Agencia Informativa Alor Noticias.
01 de Agosto del 2022.- Algunos de los migrantes que murieron en el tráiler abandonado en San Antonio, Texas, pagaron por un viaje equivalente a un boleto de primera clase a Estados Unidos, que les incluía cervezas de cortesía, casas de seguridad con videojuegos, incluso una semana en un rancho de cacería.
Pablo Ortega y Julio López disfrutaron de ese beneficio. Ambos habían pedido prestado miles de dólares y realizado pagos extra para asegurar lo que los traficantes prometieron sería un viaje cómodo evitando los peores peligros de los cruces fronterizos ilegales.
Fue hasta el 27 de junio cuando terminó su trato especial.
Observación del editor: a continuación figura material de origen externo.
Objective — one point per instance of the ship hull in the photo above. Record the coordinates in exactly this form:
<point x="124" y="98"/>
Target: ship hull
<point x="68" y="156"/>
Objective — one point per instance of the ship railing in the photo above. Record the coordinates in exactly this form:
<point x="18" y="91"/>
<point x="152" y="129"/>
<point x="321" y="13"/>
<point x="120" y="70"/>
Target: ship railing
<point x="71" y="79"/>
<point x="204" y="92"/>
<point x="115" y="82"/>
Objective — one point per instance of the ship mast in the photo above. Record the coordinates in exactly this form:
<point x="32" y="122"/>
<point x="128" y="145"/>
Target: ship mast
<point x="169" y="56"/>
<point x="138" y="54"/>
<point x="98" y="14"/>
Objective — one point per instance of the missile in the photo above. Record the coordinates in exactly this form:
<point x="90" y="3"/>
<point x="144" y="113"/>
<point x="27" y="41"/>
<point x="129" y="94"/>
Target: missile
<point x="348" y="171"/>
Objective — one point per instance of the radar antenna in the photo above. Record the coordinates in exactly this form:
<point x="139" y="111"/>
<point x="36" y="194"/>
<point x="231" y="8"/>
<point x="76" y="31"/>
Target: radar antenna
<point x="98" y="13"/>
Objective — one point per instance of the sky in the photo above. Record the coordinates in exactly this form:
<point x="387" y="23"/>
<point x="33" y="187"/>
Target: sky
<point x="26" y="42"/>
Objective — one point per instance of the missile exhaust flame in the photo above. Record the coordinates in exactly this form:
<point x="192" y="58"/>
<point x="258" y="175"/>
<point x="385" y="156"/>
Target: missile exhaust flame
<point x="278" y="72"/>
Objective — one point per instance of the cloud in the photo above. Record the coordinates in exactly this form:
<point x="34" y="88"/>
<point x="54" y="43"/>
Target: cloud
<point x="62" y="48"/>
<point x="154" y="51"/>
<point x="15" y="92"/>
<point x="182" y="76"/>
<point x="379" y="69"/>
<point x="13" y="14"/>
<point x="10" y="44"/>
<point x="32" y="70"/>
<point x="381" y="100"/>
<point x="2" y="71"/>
Hacinados y sin aliento en la parte trasera de un tráiler en Texas con más de 60 migrantes.
Casi todos los migrantes, incluidos Pablo Ortega y Julio López, murieron bajo el calor sofocante, en la tragedia del contrabando de personas más letal registrada en Estados Unidos en los últimos tiempos.
Señalan que, a medida que los controles más estrictos conducen a los migrantes a mayores riesgos, expertos dicen que los traficantes ofrecen rutas cada vez más caras que anuncian como “seguras”, “especiales” o “VIP”.
Indican que esas opciones generalmente prometen transporte en vehículos en lugar de caminar por el desierto, así como estadías más cómodas.
Pablo Ortega acordó pagar 13 mil dólares y López 12 mil, informaron sus familiares. Esto está muy por encima del promedio de dos mil a siete mil dólares para los migrantes mexicanos, según los datos del gobierno mexicano de 2019.
Familiares de los fallecidos relataron que, al embarcarse por separado en sus búsquedas de una vida mejor, se les dijo que viajarían solos o en pequeños grupos.
Al menos otra víctima, Jazmín Bueso, una hondureña de 37 años, también pagó el viaje más costoso, indicó su hermano a la agencia Reuters.
Pablo Ortega era un joven de 19 años. Se fue en autobús a mediados de mayo de su casa en Tlapacoyan, un pueblo en el sureste del estado de Veracruz.
Mientras que Julio López partió el 8 de junio de Benito Juárez, originario de Chiapas. Tenía 32 años y era trabajador en un aserradero. Esperaba enviar dinero a casa para los cuidados del autismo del menor de sus tres hijos.